Tuesday, January 5, 2010

The Book from No Man's Land

  • When I started writing TAoCBS, I thought it was a middle grade novel.
  • When I brought the first chapter to my critique group, they said, “Oh no. This is too sexy for a midgrade. It has to be young adult.”
  • When I had a first page analyzed at the SCBWI-MI fall conference, the panel members were aghast that I called it a YA. “This voice is obviously midgrade.” They spoke at length about this designation, implying that the author didn’t know what she was doing. (Thanks.)
  • When I entered this novel in a query contest, I referred to it as “upper midgrade.” (hedging my bets)
  • When I got the rejection letter, it said, “30k is really not long enough for today's YA market.” (Yes, of course, but I thought it was a MG.)
Currently, I am revising TAoCBS in hopes that someday it will be bigger and better. But when I resubmit, I don’t know how I’m going to classify it.
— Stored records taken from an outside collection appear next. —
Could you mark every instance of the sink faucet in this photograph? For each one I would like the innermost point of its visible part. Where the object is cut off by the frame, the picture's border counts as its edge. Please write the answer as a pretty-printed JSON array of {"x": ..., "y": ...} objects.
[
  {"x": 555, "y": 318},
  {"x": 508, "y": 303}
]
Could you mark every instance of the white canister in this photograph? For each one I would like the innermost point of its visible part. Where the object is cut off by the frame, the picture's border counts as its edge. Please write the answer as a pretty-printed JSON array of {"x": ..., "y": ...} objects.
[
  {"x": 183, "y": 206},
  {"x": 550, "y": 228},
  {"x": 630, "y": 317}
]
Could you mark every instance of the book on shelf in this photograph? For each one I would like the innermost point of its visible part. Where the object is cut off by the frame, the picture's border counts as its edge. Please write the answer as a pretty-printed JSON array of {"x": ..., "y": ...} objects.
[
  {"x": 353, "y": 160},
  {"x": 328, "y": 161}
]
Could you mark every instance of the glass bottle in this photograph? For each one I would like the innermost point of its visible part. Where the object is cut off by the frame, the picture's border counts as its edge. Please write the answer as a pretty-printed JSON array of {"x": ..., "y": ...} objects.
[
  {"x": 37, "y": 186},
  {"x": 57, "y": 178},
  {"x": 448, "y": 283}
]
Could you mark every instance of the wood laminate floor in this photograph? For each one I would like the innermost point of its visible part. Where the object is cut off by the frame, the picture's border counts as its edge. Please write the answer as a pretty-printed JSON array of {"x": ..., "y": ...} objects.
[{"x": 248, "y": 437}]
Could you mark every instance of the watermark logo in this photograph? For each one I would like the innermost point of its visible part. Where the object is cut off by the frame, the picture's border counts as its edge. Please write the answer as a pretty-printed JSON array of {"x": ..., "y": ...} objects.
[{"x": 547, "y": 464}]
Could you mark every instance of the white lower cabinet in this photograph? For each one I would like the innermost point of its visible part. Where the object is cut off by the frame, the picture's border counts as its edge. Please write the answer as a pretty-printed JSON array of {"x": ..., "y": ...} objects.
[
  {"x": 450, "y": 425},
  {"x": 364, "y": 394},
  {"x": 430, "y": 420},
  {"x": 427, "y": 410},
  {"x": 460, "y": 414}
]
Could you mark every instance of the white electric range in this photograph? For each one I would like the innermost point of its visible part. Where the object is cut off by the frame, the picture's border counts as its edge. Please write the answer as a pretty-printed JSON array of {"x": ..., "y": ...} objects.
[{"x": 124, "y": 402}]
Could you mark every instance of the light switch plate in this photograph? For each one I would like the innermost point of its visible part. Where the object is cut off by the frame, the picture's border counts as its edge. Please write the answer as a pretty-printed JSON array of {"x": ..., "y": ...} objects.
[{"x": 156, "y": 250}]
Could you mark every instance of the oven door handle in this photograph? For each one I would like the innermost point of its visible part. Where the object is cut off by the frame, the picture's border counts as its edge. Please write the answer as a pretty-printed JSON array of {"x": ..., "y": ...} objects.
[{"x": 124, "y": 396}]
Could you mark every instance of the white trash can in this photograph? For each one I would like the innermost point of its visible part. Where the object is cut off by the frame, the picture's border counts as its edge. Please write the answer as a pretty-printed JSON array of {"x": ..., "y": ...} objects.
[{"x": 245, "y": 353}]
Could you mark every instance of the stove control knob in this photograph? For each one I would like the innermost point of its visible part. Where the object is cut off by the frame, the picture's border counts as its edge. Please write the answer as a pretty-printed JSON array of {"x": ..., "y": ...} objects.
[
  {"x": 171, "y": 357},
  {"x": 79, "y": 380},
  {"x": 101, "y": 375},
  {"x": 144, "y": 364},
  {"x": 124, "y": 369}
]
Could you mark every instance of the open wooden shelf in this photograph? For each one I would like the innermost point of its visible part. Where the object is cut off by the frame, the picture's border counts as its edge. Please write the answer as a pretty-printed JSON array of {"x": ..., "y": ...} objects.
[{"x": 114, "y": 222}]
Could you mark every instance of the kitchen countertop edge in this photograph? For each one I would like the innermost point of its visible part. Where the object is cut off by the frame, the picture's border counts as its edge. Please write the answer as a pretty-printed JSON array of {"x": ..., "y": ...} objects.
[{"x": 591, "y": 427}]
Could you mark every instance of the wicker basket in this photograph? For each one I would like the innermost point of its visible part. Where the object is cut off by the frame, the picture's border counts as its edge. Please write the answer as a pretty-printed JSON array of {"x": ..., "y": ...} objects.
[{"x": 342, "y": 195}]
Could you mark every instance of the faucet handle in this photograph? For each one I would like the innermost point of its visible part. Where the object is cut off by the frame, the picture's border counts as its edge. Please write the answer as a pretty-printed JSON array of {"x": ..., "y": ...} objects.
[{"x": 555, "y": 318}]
Chuck Sambuchino did an interesting interview with literary agent, Erin Murphy, in which she refers to the MG/YA distinction as more of a “scale than a line.”


2 comments:

Unknown said...

UGH.

I *so* feel your pain. My best loved trunk novel is one of those MG/YA middle-territory monsters. I was so sick of hearing people say it was the other no matter what I reclassified it as.

I don't know how to fix this--I ended up retiring my novel with this problem. I hope you find a more productive solution!!!

Ann Finkelstein said...

Thanks, Beth. It's kind of like characters exist at age 12, then make a quantum leap to age 16 and the intervening years don't exist.